Passport Canada doesn’t want data travelling online anymore

I spent my Easter weekend in a panic because we are going on an overseas family holiday next month and I could not find my passport. I hadn’t used it since last fall and after a fruitless search around the house I realized I would have to do the unthinkable and apply for a new one. This involved downloading the usual form, getting new pictures taken and asking my parish priest to sign as my guarantor immediately following the Sunday service.

Naturally, I found it in my office just as I was preparing to visit the local Passport Canada office on my lunch hour. At no point did I consider using the online option. Which, as it turns out, won’t be an option for long.

The Canadian Press reported on Monday that Passport Canada is discontinuing online applications by the end of this month. And I quote:

A spokesman for Passport Canada says the online service is being wound up simply because it isn't as “convenient” for Canadians as using downloadable forms that must be filled out and brought in person to a passport office.

“Passport On-Line has been replaced by interactive forms because they are more convenient for applicants,” Jean-Sebastien Roy said in an e-mail response to questions.

That’s right, downloading PDFs and printing them is a lot more convenient (and greener) than working electronically and submitting remotely.
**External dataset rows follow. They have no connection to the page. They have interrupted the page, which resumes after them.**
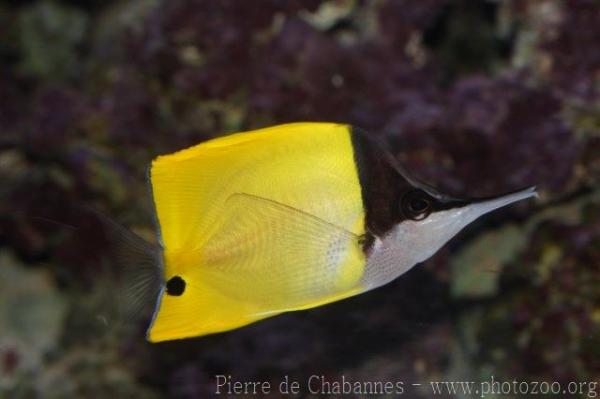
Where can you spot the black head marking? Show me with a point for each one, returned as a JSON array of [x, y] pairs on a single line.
[[175, 286], [390, 195]]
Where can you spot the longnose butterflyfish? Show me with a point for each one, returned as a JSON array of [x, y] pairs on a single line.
[[285, 218]]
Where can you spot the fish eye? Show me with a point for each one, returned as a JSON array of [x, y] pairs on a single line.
[[416, 205], [175, 286]]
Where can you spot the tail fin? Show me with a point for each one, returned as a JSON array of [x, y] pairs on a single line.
[[139, 268]]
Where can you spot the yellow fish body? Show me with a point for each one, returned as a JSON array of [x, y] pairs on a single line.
[[287, 218], [253, 234]]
Oh, wait a minute: that’s completely wrong, isn’t it?

The only convenience in this case will be enjoyed by Passport Canada, which a little more than a year ago found itself in hot water (again!) when an average user was able to play around with the agency’s site URLs and see personal information about other users. The response then was equally weird: Passport Canada emphasized the fact that nothing bad happened to anyone, rather than being proactive about improving its ability to protect user information. The Privacy Commissioner’s office was not pleased.

Now, according to the agency’s Web site, the online service is “stepping aside” in favour of interactive forms, a technique that was last considered innovative in 1998. From a public sector electronic service delivery standpoint, this has to be the more bizaare reversal, well, ever.

I can’t think of too many private sector IT managers who would want to walk away from the Internet as a transactional channel, and it’s the one area that the Canadian government has been critiqued in the past by firms such as Accenture. This is not just hiding from failures; it’s giving up. From a citizen-centric viewpoint, it’s also sad that Passport Canada has apparently made this decision without providing any information on user research (if it did any), offer any real opportunity for feedback and failed to work with the media on the subject other than the e-mail responses to CP.

This could well end up becoming a poor metaphor for the Canadian government’s ability to engage online. Passports are all about providing access. The agency is cutting off access to the one place that almost everyone is going.